The advent of GPMs has further underscored the usefulness of high-quality embeddings. These models, trained on vast amounts of chemical data, learn to create powerful, generalizable embeddings that can be adapted to a wide range of downstream tasks, from property prediction (see Section 6.1) to molecular generation (see Section 6.2). The choice of embedding strategy often depends on the specific problem at hand. In the following sections, we describe the process of generating, refining, and using these embeddings through training and different architectures.
3.3 General Training Workflow
The entire training process of a GPM typically contains multiple steps that can be divided into two broad groups (see Figure 3.1). [Howard and Ruder (2018)] The first step is pre-training, which is usually done in a self-supervised manner and focuses on learning a data distribution—the underlying set of rules and patterns that make up the data. Imagine all possible arrangements of atoms, both real and unfeasible. The data distribution describes which molecules are “likely” (stable, following chemical rules) and which are “unlikely” or “impossible” (random assortments of atoms).

Pre-training a model is teaching it to recognize this pattern. By observing millions of valid examples, the model learns the “grammar” of chemistry—the principles that make a molecule physically plausible. A model that has successfully learned the distribution can distinguish a valid structure from noise and can even generate new, chemically sensible examples, much like someone who has learned the rules of a language can form new, grammatically correct sentences.
A model does not learn the data distribution by storing an explicit formula. Instead, during pre-training (see Section 3.4 for more details), it learns to create an internal representation—an embedding (see Section 3.2.3). The training process guides the model to map inputs to these embeddings in a structured manner, forming a high-dimensional space, where representations of similar, valid inputs are clustered together.
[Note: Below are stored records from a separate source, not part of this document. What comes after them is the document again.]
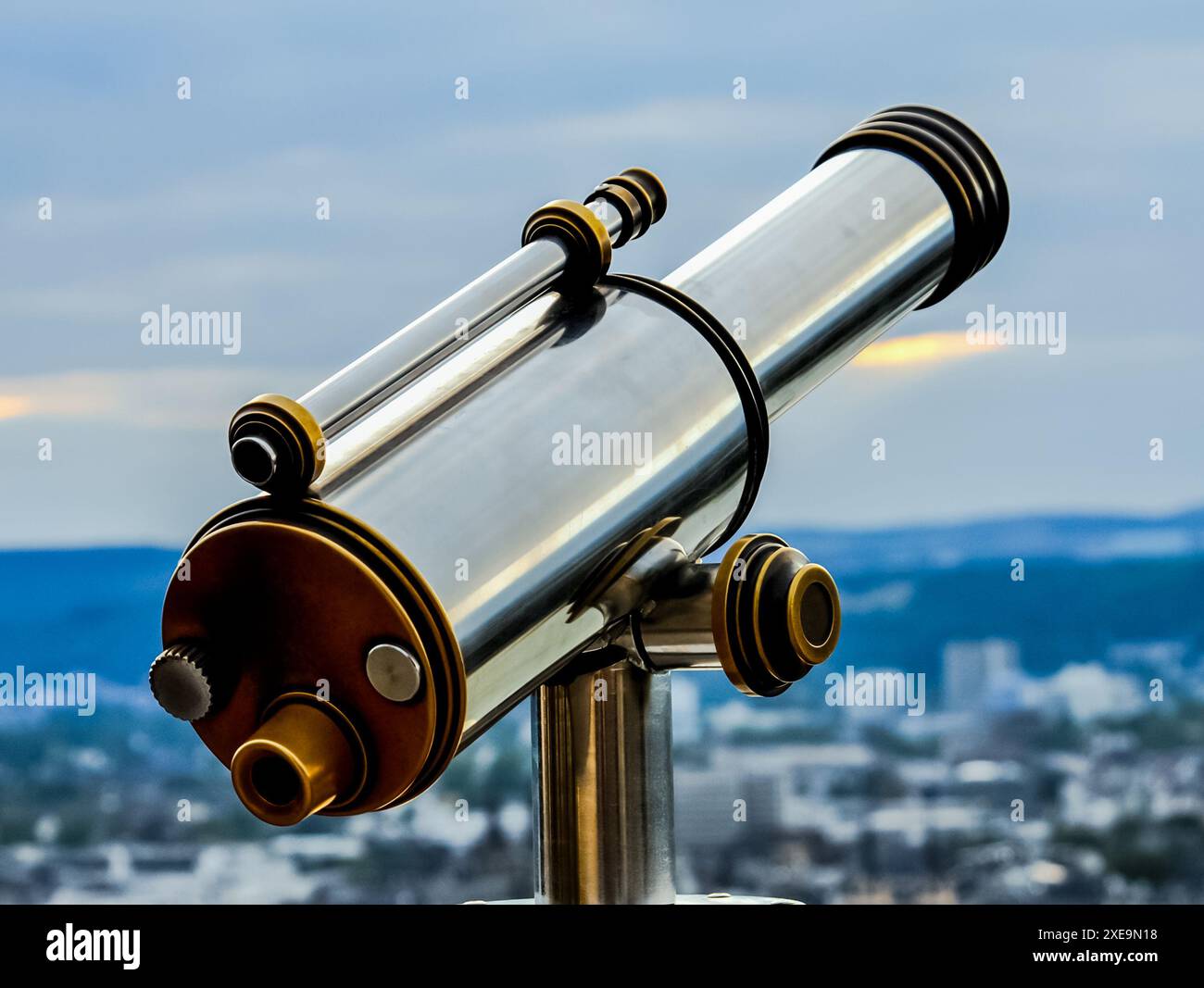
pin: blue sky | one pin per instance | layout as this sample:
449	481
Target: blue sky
208	204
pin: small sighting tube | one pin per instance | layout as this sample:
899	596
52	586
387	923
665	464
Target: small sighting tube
299	762
388	368
280	444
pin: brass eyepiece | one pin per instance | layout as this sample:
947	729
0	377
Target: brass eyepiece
306	757
775	615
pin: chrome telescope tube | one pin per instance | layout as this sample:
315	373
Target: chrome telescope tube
470	531
280	444
814	277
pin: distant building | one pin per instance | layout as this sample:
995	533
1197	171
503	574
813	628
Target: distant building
982	675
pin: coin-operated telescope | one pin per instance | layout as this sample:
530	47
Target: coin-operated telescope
513	494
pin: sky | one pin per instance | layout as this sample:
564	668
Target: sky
208	204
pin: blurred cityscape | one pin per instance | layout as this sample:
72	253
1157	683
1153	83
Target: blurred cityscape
1059	756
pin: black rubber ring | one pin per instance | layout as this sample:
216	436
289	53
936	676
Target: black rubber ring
757	418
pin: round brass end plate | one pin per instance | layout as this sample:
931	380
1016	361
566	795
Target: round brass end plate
288	609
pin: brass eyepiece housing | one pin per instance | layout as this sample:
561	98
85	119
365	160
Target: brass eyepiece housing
306	757
774	615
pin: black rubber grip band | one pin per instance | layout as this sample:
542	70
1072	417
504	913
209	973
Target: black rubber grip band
757	419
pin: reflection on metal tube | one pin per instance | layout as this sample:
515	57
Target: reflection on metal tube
480	520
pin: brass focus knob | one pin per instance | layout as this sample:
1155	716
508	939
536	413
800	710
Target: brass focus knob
774	615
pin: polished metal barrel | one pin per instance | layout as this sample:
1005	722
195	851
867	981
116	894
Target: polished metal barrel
462	472
501	503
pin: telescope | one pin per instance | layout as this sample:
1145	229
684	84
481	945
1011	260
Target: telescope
516	496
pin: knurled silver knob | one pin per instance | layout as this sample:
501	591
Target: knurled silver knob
182	682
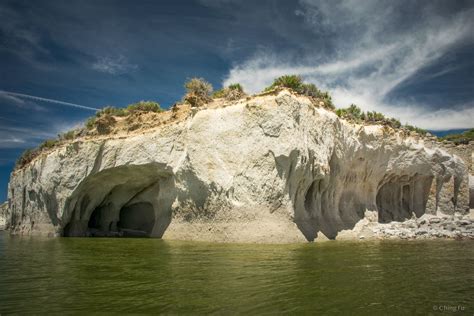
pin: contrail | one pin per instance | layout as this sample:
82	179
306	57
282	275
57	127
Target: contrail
27	96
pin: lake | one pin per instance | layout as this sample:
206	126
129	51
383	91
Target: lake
125	275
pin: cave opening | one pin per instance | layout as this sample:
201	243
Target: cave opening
126	201
136	220
402	197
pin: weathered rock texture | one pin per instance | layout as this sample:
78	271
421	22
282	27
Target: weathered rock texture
4	215
271	168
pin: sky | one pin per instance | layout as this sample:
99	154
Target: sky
60	60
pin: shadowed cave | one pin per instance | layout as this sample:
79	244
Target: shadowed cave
126	201
400	197
330	206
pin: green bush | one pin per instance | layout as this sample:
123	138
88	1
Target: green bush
67	135
199	87
287	81
296	83
236	86
26	157
144	106
90	123
198	92
415	129
232	92
49	143
110	110
354	113
462	138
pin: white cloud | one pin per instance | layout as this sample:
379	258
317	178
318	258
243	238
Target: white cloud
371	57
114	66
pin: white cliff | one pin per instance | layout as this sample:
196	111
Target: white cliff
272	168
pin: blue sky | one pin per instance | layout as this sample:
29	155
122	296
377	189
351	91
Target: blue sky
413	60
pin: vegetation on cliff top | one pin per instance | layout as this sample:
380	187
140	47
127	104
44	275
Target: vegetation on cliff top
296	84
462	138
200	92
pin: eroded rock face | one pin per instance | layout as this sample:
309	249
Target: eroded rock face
267	169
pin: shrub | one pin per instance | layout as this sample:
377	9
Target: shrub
104	124
232	92
67	135
144	106
462	138
288	81
199	87
90	123
26	157
236	86
354	113
49	143
415	129
198	92
110	110
296	83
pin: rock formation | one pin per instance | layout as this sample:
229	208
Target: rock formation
271	168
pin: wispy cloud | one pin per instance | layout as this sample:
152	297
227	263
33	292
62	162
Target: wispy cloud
372	55
17	96
114	66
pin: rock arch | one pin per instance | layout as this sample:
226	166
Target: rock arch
129	200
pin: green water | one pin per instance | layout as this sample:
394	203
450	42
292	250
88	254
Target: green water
83	275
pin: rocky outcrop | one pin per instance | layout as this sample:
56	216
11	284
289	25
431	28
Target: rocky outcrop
271	168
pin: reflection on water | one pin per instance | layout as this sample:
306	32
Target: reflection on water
151	276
The second step is post-training, also called fine-tuning, in which the model is adapted to learn task-specific labels and capabilities, essentially “coloring” the learned structure with domain-specific knowledge. Crucially, fine-tuning does not discard the learned distribution but refines it. As shown in Figure 3.1, the fundamental shape of the manifold (the Swiss roll) is preserved. The “coloring” process corresponds to adjusting the internal representations so they now also encode task-specific properties. For example, the model learns to map molecules with high solubility to one region of the manifold (e.g., the red area) and those with high toxicity to another. The representation of each molecule is thus enriched, now containing information not just about its structural validity but also about its properties.
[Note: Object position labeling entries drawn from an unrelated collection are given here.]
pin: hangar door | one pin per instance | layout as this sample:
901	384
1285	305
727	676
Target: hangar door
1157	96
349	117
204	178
Finally, techniques such as reinforcement learning (RL) are used to align the model’s outputs with preferred choices. This step further refines the learned distribution by biasing the model’s sampling behavior to favor specific modes of the distribution. In terms of the representation space, the model learns to prioritize generating or paying attention to points in desirable regions. As depicted in the post-training panel of Figure 3.1, this biases the output towards a specific section of the colored manifold—in this case, perhaps molecules with high solubility (the brighter pink region).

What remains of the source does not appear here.